Reino Unido es la democracia parlamentaria más antigua del mundo. Con altibajos, ha celebrado un debate político con ideas e iniciativas, con cambios de posición y con amplias explicaciones. La decisión queda ahora en manos de los escoceses y de su singularidad. Todo ello dentro de un proceso legal, a diferencia de lo que proponen algunos de los líderes del independentismo catalán, que se apuntan a la idea de saltarse la legalidad.
ABC
Empieza a ser urgente que otros actores que hasta ahora han permanecido en una pretendida actitud de neutralidad abandonen el silencio para evitar una deriva que, según todos los indicios, no se detendría en Escocia. Para la Unión Europea, el inicio de una cascada de proclamaciones de independencia sería sencillamente catastrófico, y la Comisión Europea no puede asistir indiferente a un proceso de semejante calibre que amenaza su propia existencia.

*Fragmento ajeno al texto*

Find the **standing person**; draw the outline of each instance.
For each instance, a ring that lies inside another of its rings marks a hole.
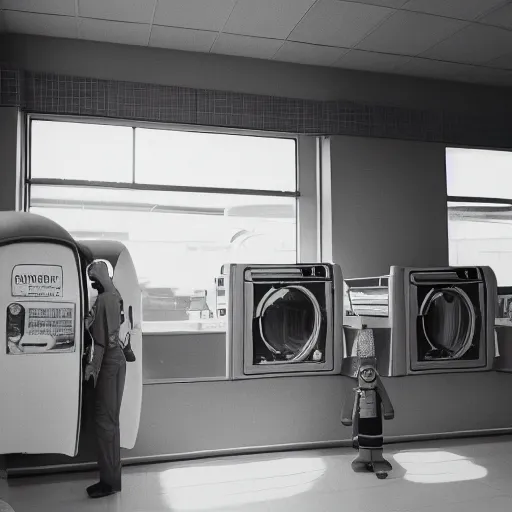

Las advertencias que ha lanzado hasta ahora sobre el inevitable destino fuera de la Unión para el resultado de los procesos secesionistas han sido claras, pero no lo bastante como para convencer a los más recalcitrantes, que siguen pensando que, llegado el caso, Bruselas haría la vista gorda e ignoraría sus propias reglas. Las autoridades europeas tienen una responsabilidad ante los ciudadanos que votan en Escocia y ante el resto de los europeos.